Ami tak bergeming, ia bahkan tak mampu mengambil sapu tangan dari Tian. Perlahan Tian mengusap airmata Ami, dirangkulnya gadis itu.
“Maafin gua…”
***
Dea terus menghela nafas, firasat buruk menyergap pikirannya saat ia memikirkan sahabat-sahabatnya. “Kenapa ini? Kok perasaan gua jadi nggak enak, ya?” Tanpa pikir panjang Dea langsung menghubungi Angel untuk sekedar menanyakan keadaan ketiga sahabatnya.
“Halo, Dea?”
“Iya, Njel. Loe lagi dimana sekarang?”
“Gua lagi makan sama Via, kenapa emangnya, De?”
“Nggak apa-apa, Ami gimana?”
“Kita nggak ketemu Ami sejak tadi siang, nanti gua sama Via cari Ami kok.”
“Eh, gua mau langsung pulang!” terdengar suara Via yang menyahut pernyataan Angel.
“Lho? Kenapa, Vi?”
“Capek banget gua.”
“Yaudah, besok gua masuk kok, siap bertugas! Kalian nggak usah kangen berat ma gua ya hari ini.”
“Pede banget ni anak! Hahaha!” tawa Sivia dan Angel.

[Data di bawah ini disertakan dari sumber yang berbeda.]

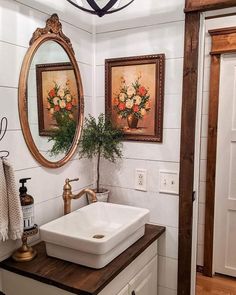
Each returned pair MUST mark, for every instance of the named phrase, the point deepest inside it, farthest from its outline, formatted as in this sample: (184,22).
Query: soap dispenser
(27,204)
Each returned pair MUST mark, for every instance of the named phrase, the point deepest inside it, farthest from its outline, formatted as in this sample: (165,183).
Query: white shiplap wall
(156,27)
(19,19)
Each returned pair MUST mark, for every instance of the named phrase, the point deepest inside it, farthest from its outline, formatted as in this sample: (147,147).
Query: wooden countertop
(75,278)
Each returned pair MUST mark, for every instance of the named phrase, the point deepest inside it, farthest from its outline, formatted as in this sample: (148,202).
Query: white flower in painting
(60,92)
(138,99)
(129,103)
(62,104)
(131,91)
(56,100)
(68,98)
(122,96)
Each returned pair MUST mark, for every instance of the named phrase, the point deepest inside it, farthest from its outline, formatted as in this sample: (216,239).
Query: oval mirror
(51,101)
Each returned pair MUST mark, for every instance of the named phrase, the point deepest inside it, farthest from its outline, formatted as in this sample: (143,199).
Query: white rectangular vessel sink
(95,234)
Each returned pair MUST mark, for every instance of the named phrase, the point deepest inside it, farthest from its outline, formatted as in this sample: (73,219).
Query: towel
(11,217)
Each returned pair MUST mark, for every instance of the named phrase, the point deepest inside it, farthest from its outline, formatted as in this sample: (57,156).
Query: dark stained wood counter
(75,278)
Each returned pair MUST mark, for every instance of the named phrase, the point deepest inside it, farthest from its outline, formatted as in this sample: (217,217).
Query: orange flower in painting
(121,106)
(142,91)
(147,105)
(52,93)
(69,106)
(56,108)
(135,108)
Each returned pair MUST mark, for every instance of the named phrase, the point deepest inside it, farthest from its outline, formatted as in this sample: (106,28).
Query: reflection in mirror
(52,100)
(51,104)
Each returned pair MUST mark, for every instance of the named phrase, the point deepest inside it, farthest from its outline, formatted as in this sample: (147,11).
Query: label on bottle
(28,216)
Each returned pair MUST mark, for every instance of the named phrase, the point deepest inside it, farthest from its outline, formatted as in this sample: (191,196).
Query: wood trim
(189,103)
(205,5)
(211,164)
(223,41)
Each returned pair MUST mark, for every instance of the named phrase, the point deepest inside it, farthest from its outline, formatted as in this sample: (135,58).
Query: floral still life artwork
(134,96)
(57,97)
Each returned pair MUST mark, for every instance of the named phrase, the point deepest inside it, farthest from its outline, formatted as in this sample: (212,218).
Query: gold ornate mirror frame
(52,32)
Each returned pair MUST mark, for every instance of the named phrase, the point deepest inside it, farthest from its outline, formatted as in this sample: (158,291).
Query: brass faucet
(68,196)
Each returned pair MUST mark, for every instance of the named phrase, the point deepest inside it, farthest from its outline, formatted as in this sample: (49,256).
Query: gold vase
(132,121)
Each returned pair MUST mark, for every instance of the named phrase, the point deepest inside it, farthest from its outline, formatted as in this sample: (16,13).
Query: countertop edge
(11,266)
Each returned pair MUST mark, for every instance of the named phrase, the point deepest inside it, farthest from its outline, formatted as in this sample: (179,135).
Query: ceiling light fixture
(108,8)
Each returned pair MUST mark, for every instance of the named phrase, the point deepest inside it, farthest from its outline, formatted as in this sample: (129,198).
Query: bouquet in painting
(61,102)
(61,105)
(132,99)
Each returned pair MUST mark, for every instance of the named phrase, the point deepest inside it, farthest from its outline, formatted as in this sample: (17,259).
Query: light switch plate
(169,182)
(141,179)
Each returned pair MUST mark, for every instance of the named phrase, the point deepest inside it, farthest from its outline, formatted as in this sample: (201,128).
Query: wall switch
(141,179)
(169,182)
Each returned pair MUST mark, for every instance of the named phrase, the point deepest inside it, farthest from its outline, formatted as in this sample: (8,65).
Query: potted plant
(100,139)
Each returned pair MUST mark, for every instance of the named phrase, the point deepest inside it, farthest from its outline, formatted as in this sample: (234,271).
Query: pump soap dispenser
(27,204)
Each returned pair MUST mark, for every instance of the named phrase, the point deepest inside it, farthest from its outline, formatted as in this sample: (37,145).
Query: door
(225,188)
(145,282)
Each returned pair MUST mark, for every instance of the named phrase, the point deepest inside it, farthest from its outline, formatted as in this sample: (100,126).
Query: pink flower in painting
(142,91)
(69,106)
(135,108)
(52,93)
(121,106)
(56,108)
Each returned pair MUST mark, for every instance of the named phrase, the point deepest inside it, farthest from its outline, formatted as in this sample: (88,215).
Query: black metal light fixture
(111,6)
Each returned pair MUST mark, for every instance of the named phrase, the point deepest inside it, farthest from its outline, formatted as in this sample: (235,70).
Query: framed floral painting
(57,96)
(135,94)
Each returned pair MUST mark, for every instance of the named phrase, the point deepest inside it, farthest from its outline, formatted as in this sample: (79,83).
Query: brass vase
(132,121)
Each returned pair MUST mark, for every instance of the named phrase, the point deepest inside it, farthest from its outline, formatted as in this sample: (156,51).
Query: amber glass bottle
(27,204)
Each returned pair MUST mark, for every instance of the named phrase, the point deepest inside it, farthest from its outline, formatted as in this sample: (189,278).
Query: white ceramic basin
(95,234)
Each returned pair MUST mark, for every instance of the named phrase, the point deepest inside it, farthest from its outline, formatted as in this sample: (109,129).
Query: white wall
(156,27)
(210,24)
(17,23)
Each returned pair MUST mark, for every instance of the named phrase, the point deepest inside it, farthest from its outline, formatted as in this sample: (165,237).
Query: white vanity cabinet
(145,282)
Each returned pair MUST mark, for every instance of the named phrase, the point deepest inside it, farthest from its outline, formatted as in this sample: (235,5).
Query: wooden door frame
(189,103)
(223,41)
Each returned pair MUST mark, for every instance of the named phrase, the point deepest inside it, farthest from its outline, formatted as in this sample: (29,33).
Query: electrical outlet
(141,179)
(169,182)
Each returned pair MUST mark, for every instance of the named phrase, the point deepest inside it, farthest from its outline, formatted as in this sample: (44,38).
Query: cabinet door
(145,282)
(124,291)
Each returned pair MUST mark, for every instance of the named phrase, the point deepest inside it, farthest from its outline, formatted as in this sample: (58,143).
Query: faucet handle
(71,180)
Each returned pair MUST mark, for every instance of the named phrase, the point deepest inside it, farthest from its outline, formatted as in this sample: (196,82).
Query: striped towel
(11,217)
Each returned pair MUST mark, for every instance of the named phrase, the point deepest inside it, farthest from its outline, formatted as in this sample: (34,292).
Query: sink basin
(95,234)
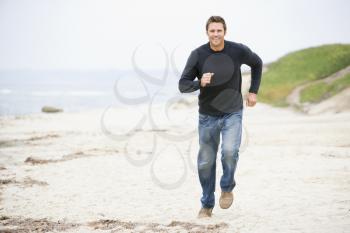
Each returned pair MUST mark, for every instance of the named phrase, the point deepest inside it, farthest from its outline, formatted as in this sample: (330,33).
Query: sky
(111,34)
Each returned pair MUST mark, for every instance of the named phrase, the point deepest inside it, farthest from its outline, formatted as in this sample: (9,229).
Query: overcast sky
(90,35)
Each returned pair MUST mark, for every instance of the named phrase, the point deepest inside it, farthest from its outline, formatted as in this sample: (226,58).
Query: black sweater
(223,94)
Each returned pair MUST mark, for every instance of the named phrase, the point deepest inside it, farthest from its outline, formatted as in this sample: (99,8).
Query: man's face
(216,34)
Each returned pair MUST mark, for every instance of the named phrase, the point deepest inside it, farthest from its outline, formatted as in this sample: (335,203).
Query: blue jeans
(210,128)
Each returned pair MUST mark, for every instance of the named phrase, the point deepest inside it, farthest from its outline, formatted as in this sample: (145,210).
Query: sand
(133,169)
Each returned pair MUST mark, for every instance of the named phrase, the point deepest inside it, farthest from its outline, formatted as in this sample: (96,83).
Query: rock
(49,109)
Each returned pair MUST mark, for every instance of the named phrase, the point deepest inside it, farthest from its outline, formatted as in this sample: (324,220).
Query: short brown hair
(215,19)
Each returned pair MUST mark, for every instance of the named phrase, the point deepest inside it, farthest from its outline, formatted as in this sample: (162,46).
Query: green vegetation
(320,91)
(301,67)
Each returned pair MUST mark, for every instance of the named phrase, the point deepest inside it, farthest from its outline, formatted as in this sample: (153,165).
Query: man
(216,65)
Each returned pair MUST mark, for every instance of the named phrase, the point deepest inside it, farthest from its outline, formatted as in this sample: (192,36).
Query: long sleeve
(254,61)
(186,82)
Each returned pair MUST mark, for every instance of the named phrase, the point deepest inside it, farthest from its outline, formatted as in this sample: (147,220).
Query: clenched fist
(206,78)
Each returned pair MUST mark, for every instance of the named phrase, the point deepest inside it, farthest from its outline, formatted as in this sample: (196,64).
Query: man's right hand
(206,78)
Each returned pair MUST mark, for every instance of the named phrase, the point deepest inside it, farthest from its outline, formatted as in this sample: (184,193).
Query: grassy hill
(301,67)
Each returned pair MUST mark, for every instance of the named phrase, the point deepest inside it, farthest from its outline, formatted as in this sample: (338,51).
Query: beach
(133,169)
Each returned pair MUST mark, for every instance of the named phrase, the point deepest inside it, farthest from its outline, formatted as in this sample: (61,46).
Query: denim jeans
(209,129)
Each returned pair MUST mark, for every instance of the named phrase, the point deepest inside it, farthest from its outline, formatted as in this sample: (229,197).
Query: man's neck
(217,48)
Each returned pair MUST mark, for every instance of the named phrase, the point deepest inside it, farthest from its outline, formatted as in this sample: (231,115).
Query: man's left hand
(251,100)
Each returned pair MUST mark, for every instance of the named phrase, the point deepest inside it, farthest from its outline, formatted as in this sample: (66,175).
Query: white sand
(293,174)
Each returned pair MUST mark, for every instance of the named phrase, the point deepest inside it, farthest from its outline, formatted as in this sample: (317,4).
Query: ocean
(25,91)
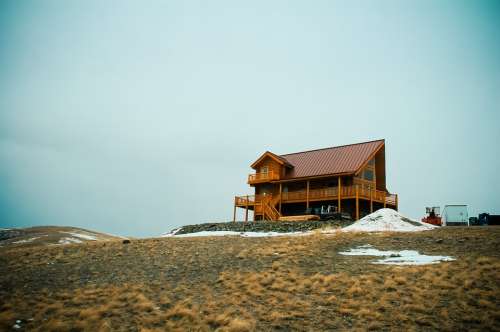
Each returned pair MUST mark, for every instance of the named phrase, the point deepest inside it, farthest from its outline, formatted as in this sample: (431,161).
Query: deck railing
(323,194)
(263,177)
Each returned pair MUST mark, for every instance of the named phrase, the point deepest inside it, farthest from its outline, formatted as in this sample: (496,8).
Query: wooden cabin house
(350,178)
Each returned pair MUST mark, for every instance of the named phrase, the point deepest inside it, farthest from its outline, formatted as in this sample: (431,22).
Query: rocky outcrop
(264,226)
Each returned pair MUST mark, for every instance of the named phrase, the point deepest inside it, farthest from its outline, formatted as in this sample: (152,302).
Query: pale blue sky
(135,117)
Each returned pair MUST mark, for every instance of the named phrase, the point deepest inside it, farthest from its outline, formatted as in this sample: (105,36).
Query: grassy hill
(49,235)
(244,284)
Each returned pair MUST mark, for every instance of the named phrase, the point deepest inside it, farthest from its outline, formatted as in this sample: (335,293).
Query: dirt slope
(49,235)
(263,284)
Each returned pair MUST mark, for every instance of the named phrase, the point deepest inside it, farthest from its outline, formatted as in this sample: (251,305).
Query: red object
(345,159)
(433,216)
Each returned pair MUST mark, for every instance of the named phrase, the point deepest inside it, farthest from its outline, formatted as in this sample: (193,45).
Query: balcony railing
(323,194)
(262,177)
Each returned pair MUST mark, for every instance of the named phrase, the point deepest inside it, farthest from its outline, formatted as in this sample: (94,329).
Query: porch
(260,203)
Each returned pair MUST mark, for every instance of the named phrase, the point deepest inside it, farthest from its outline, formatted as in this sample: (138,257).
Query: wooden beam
(339,194)
(234,210)
(357,203)
(246,210)
(307,195)
(280,200)
(371,200)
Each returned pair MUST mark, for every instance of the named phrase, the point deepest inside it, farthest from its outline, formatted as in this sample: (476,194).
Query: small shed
(455,215)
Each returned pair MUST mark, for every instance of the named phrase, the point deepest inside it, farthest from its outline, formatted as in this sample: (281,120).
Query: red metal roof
(334,160)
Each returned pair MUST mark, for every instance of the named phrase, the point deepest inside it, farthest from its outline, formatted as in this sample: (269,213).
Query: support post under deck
(357,203)
(339,188)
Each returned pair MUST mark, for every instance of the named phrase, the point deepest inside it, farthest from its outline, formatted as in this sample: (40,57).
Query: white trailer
(455,215)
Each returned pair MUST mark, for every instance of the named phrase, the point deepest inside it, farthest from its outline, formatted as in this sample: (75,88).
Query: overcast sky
(136,117)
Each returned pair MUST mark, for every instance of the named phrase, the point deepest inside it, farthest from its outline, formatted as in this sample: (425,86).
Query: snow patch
(403,257)
(82,236)
(232,233)
(387,220)
(27,240)
(69,240)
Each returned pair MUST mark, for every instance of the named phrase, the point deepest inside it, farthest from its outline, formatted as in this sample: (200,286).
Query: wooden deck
(327,194)
(262,177)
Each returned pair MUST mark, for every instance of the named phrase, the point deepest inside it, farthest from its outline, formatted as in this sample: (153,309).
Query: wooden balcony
(324,194)
(262,177)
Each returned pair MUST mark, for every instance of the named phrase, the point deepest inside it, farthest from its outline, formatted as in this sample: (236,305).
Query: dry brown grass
(284,283)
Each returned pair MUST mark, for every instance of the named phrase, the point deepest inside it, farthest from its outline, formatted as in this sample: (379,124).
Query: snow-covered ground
(82,236)
(231,233)
(403,257)
(383,220)
(27,240)
(69,240)
(387,220)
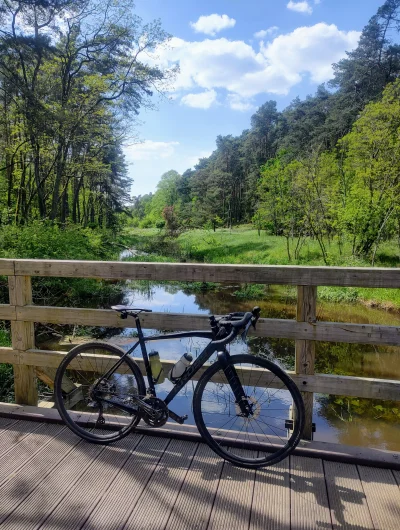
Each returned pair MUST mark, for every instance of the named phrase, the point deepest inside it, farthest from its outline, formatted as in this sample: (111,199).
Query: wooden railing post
(305,349)
(23,338)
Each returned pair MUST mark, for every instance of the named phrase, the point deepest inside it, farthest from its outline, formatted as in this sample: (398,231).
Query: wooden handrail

“Oke, kalau ada kabar dari Ami bilang ke gua ya, pulsa terbatas nggak bisa telepon Ami. Hehe, Bye!”
“Bye, De.”
Setelah memutus panggilan, Dea kembali ke dalam GOR. Dea masih saja gelisah memikirkan sahabat-sahabatnya. Ia merasa ada yang ganjil dari nada bicara Sivia tadi, karena tak biasanya Sivia malas mencari salah satu sahabatnya.